A first reaction to Thursday’s news may be simply: What took so long?
This has been a challenging five-year period in which, despite steady economic growth, average hourly wages for nonmanagerial workers have risen around 2 percent a year, barely more than inflation.
There is no doubt that working on the floor of a Wal-Mart store is still going to be a hard job at a pay level that makes it difficult to get by. But these are enormous percentage gains, and the decision by Wal-Mart comes on the heels of a similar announcement by the health insurer Aetna as well as survey data that also point to a tighter labor market and higher raises in the future.
In its 2007 fiscal year, before the recession, Wal-Mart reported $183,500 in revenue per employee and $5,938 in profit. Not bad, but by 2014 those numbers had risen by 18 percent and 22 percent. The company’s sales and profits rose nicely in that time while the company kept a lid on its payroll. Gains went to Wal-Mart shareholders, not Wal-Mart workers.
So what has changed?
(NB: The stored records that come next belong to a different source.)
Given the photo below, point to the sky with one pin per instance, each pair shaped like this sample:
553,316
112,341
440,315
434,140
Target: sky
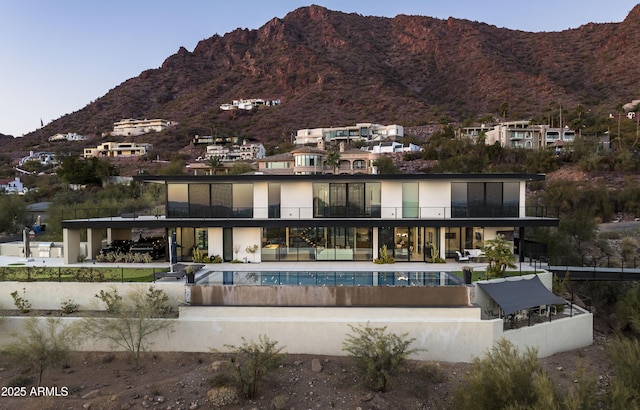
57,56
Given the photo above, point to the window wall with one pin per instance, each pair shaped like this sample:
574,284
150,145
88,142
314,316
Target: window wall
210,200
346,200
317,243
485,199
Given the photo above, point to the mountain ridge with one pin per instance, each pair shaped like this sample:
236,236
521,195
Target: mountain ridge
331,68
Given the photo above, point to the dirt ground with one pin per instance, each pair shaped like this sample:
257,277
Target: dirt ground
105,380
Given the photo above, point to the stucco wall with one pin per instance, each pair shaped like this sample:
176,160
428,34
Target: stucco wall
447,334
49,295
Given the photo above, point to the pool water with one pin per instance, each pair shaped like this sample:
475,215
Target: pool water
329,278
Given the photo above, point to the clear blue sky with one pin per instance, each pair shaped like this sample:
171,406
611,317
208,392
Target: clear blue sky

The simple answer is that the world for employers is very different with a 5.7 percent unemployment rate (the January level) than it was 5 years ago, at 9.8 percent. Finding qualified workers is harder for employers now than it was then, and their workers are at risk of jumping ship if they do not receive pay increases or other improvements.
Apart from pay, Wal-Mart executives said in their conference call with reporters that they were revising their employee scheduling policies so that workers could have more predictability in their work schedules and more easily get time off when they needed it, such as for a doctor’s appointment.
The giant question now is not whether there will be some meaningful wage gains in 2015; beyond the anecdotal evidence from Wal-Mart and Aetna, the collapse in oil prices means even modest pay increases will translate into quite large inflation-adjusted raises. The question is whether wage gains will be strong enough to create a virtuous cycle in which rising pay for the workers at the bottom three-quarters of the income scale, who are most likely to spend the money and get it circulating through the economy, will spur more investment and hiring.
To the degree their logic was, “We think we’re going to need to raise wages this much in the next couple of years anyway to retain good workers and maximize profitability, so we may as well get ahead of the curve and get a public-relations bump out of it and announce the plans in a big splashy way,” that would be the best news for U.S. workers.
Because that would imply that it will not just be Wal-Mart workers getting a raise in 2015.